A recent study published in American Journal of Hematology demonstrated that Erythropoiesis-stimulating agents (ESAs), a widely used drug to treat anemia, may have a negative impact on the survival of myeloma patients. In the study, 323 multiple myeloma patients were evaluated over a 20 year period in Greece from 1988 to 2007. The investigators reviewed their medical records and observed an association between ESA exposure and a reduction in progression-free and overall survival.
The study demonstrated that ESA administration may influence the course of the disease, in that people who received ESA may progress earlier than those who did not receive ESA. The median survival rate was 31 months for patients who were administered ESAs, compared to 67 months in those who were not exposed to ESAs.

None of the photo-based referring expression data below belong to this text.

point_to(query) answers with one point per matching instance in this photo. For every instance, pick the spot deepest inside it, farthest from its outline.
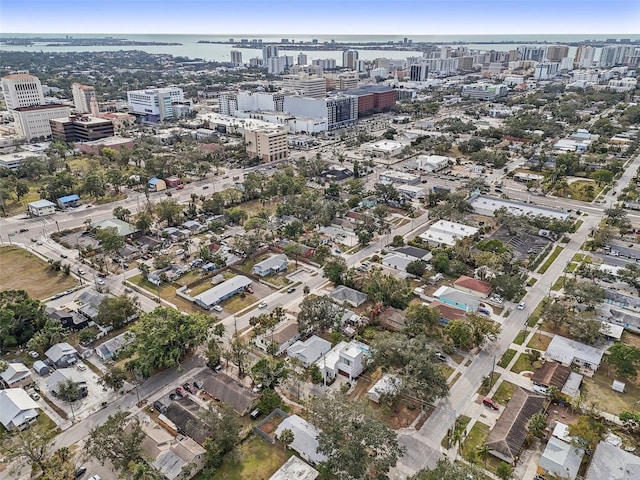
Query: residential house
(612, 463)
(297, 469)
(507, 437)
(17, 409)
(283, 336)
(69, 201)
(175, 458)
(551, 374)
(107, 350)
(309, 351)
(560, 460)
(273, 264)
(229, 391)
(64, 375)
(16, 375)
(305, 438)
(62, 355)
(68, 319)
(387, 385)
(456, 298)
(342, 294)
(346, 358)
(473, 286)
(571, 353)
(223, 291)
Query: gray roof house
(17, 409)
(310, 350)
(274, 264)
(62, 355)
(355, 298)
(569, 352)
(305, 438)
(612, 463)
(561, 459)
(16, 375)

The median progression-free survival for patients in the ESA group was 14 months, and 30 months for those without ESA exposure.

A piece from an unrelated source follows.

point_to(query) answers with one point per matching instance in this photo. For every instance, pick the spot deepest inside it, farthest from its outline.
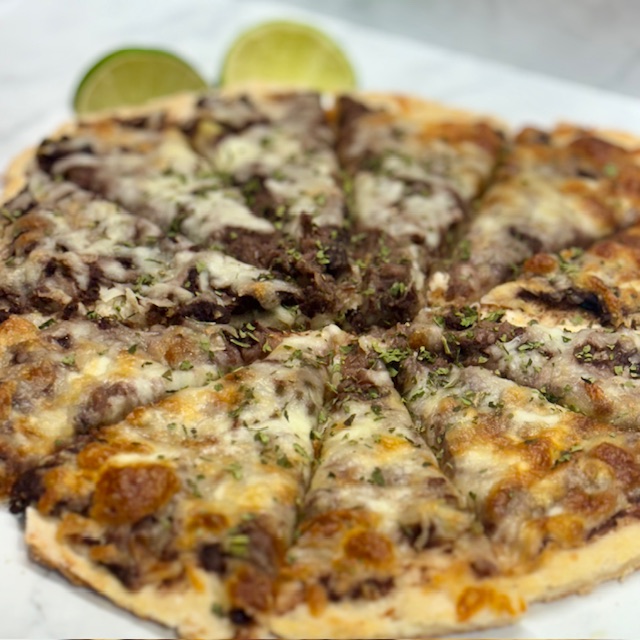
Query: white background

For the past 15 years, erythropoiesis-stimulating agents have been used in the management of cancer-related anemia, but researcher Eirini Katodritou stresses the possible harmful effects ESAs may have on cancer patients. "Physicians should use ESAs with caution, based on the International Guidelines for ESA administration in cancer and on certain prognostic indicators to guide their use. Physicians need to identify the appropriate group of cancer patients who will benefit from ESA administration, while avoiding possible detrimental effects," said Katodritou.

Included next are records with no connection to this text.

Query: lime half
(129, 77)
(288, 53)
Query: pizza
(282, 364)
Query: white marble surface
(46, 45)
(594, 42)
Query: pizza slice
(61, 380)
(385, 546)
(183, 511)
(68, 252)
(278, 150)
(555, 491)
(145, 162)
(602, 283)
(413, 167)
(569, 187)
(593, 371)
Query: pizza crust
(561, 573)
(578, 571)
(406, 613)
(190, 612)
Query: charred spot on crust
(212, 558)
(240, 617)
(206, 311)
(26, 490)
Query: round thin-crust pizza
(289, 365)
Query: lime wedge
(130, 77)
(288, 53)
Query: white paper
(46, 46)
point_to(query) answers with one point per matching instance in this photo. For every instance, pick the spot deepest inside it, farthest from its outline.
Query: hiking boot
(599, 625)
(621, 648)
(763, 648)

The question of whether ESAs are harmful in patients with myeloma is a pressing clinical issue with at least eight prospective controlled clinical trials in the last five years reporting poorer outcomes with ESA use in patients with cancer, according to Dr. David P. Steensma of the Mayo Clinic. However, only two of those studies included some patients with myeloma.
Dr. Steensma pointed out that the patients in the retrospective Greek study were imbalanced for many of the known prognostic markers in myeloma, indicating that sicker patients were given ESAs preferentially and that this group would have been predicted to do more poorly anyway. Although this imbalance might explain the results, Dr. Steensma discussed the importance of additional prospective studies of ESA safety in myeloma and other forms of cancer.